1The Reproductive Molecular Biology Laboratory, Division of Maternal-Fetal Medicine, Departments of Obstetrics and Gynecology and Biochemistry and Molecular Biology, The University of New Mexico Health Sciences Center, Albuquerque, NM 87131, USA
2Clinic of Fetal Medicine and Maternal Medicine and Obstetrics and Gynecology, 263 Farmington Avenue Farmington, CT 06030, USA
3Department of Biochemistry and Microbiology, Faculty of Pharmacy, University of Kalamoon, P.O. Box: 222, Deirattiah, Syria
4Division of Gynecologic Oncology, Department of Obstetrics and Gynecology, MSC 105580, 2211 Lomas Boulevard. NE, Albuquerque, NM 87131, USA
5The Center of Reproductive Medicine and Infertility at the Weill Cornell University, CRMI 1305 York Avenue, New York, NY 10021, USA
6Department of Obstetrics and Gynecology, The University of Iowa, Hospitals and Clinics, 200 Hawkins Drive, Iowa City, IA 52242, USA

Received 31 March 2011; Accepted 3 June 2011

Academic Editor: Edmund F. Funai

Copyright © 2011 J. Bolnick et al. This is an open access article distributed under the Creative Commons Attribution License, which permits unrestricted use, distribution, and reproduction in any medium, provided the original work is properly cited.

Abstract

We identified a major peptide signaling target of EGF/EGFR pathway and explored the consequences of blocking or activating this pathway in the first trimester extravillous trophoblast cells, HTR-8/SVneo.
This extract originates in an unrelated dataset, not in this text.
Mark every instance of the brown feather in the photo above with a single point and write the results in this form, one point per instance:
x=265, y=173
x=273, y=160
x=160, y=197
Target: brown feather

A global analysis of protein phosphorylation was undertaken using novel technology (Kinexus Kinetworks) that utilizes SDS-polyacrylamide minigel electrophoresis and multi-lane immunoblotting to permit specific and semiquantitative detection of multiple phosphoproteins. Forty-seven protein phosphorylation sites were queried, and the results reported based on relative phosphorylation at each site. EGF- and Iressa-(gefitinib, ZD1839, an inhibitor of EGFR) treated HTR-8/SVneo cells were subjected to immunoblotting and flow cytometry to confirm the phosphoprotein screen and to assess the effects of EGF versus Iressa on cell cycle and apoptosis. EGFR mediates the phosphorylation of important signaling proteins, including PKBα/AKT. This pathway is likely to be central to EGFR-mediated trophoblast survival. Furthermore, EGF treatment induces proliferation and inhibits apoptosis, while Iressa induces apoptosis.